The Farmers Home Administration (FmHA) was a U.S. government agency established in August 1946 to replace the Farm Security Administration. It superseded the Resettlement Administration during the Great Depression and operated until 2006. FmHA's mission and programs involved extending credit for agriculture and rural development. Direct and guaranteed credit went to individual farmers, low-income families, and seniors in rural areas.
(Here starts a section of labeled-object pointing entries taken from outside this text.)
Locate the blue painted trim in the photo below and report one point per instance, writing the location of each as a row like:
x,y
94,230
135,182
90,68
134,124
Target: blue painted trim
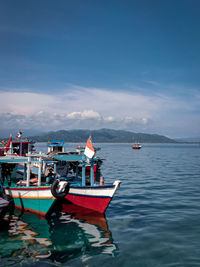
x,y
74,194
92,187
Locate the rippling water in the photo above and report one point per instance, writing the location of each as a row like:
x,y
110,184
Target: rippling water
x,y
153,220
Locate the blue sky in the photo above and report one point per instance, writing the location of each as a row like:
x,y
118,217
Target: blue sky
x,y
131,65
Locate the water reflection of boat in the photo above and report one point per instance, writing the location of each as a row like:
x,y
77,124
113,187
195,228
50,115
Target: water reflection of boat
x,y
75,234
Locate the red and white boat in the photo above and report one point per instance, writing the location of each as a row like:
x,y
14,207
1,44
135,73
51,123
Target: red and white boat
x,y
137,146
39,197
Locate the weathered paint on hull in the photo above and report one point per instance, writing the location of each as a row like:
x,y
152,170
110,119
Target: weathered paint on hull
x,y
96,198
90,202
37,200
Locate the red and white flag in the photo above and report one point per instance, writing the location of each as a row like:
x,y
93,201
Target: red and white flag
x,y
19,134
8,145
89,149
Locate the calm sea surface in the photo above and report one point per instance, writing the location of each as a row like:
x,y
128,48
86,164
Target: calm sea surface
x,y
153,220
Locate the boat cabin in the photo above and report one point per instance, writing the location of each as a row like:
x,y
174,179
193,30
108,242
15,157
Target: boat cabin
x,y
21,147
56,146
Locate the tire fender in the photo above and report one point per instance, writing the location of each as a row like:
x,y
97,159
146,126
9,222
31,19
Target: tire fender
x,y
63,189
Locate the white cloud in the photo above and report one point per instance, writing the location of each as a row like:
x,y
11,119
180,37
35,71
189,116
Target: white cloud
x,y
79,107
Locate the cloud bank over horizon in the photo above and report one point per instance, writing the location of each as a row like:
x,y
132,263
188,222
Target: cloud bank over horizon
x,y
94,108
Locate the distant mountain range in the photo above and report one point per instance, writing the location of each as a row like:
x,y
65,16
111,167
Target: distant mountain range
x,y
102,136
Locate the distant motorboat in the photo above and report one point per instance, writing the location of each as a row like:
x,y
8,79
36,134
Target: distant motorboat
x,y
137,146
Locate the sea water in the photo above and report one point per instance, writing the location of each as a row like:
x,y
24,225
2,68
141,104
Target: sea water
x,y
153,219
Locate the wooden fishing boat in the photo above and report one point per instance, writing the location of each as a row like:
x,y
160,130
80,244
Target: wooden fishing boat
x,y
137,146
38,195
16,147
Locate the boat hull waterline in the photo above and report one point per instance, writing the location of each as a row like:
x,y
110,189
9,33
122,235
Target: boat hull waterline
x,y
39,200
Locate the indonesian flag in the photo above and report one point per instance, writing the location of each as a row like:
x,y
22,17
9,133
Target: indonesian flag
x,y
89,149
19,134
8,145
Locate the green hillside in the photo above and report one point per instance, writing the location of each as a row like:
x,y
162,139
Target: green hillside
x,y
102,136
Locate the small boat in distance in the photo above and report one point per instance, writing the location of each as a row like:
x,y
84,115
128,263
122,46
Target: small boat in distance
x,y
136,146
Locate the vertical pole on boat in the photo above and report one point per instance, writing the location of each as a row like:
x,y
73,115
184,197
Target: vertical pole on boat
x,y
76,169
25,171
83,174
54,168
92,173
28,170
40,169
0,174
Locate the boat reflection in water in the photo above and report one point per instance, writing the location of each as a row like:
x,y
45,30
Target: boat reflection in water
x,y
75,234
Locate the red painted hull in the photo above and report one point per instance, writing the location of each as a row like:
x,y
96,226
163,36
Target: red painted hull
x,y
98,204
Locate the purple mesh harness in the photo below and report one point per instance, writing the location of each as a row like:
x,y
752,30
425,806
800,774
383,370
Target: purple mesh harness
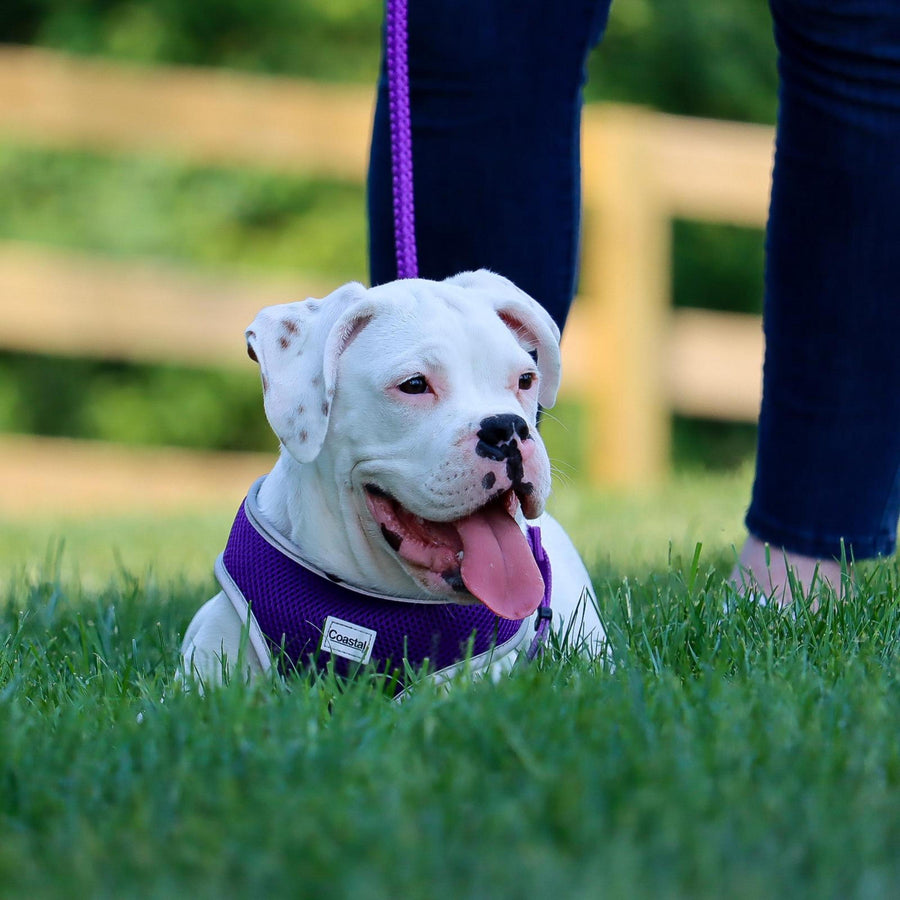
x,y
296,608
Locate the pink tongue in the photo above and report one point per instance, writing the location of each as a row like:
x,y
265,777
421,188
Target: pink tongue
x,y
497,565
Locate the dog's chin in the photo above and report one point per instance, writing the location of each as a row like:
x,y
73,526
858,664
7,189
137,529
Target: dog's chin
x,y
481,556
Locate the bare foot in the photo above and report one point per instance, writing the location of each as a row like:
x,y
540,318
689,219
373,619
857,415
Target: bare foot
x,y
764,569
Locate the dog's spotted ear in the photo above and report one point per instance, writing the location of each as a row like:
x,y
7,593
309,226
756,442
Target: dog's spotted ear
x,y
289,343
527,319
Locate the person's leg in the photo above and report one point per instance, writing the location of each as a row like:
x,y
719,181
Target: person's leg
x,y
829,430
496,114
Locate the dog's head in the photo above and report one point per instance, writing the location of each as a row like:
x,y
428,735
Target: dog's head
x,y
422,399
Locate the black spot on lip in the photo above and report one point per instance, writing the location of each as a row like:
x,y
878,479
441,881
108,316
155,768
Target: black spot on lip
x,y
454,579
393,539
496,452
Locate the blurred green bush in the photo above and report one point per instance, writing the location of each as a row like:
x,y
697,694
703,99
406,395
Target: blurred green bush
x,y
674,55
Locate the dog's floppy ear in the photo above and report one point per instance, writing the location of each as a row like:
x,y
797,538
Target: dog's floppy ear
x,y
290,342
527,319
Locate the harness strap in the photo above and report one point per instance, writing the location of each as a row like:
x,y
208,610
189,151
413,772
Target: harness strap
x,y
312,620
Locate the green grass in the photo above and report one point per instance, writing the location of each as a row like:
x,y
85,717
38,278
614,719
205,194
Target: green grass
x,y
752,754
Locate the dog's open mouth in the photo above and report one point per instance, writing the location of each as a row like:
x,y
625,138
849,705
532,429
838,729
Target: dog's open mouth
x,y
485,552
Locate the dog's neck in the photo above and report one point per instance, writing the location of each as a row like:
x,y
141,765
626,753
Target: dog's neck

Loans were authorized for housing, farm improvement, water systems, and emergency relief. FmHA also gave loans and grants for rural development. The program resulted in increased African-American land ownership in the South; For instance, black landowners increased in number in Holmes County, Mississippi, during the 1940s. In 1960 there were still 800 black landowners in the county, who held 50% of the county land. Although this was the case, the FmHA favored larger-scale white farmers, making it harder for black farmers to keep their lands. Many farmers were discriminated against because of their activity in the Civil Rights Movement.

Between 1947 and 1994, the FmHA expanded the availability of credit and the size of loans. In its later years, the FmHA extended credit to individuals and communities for non-farm use. In 1994, the US Department of Agriculture was reorganized and the functions of FmHA were transferred to the Farm Service Agency. In 2006, the FmHA was fully terminated. Its housing and community programs were transferred to the newly formed USDA Rural Development.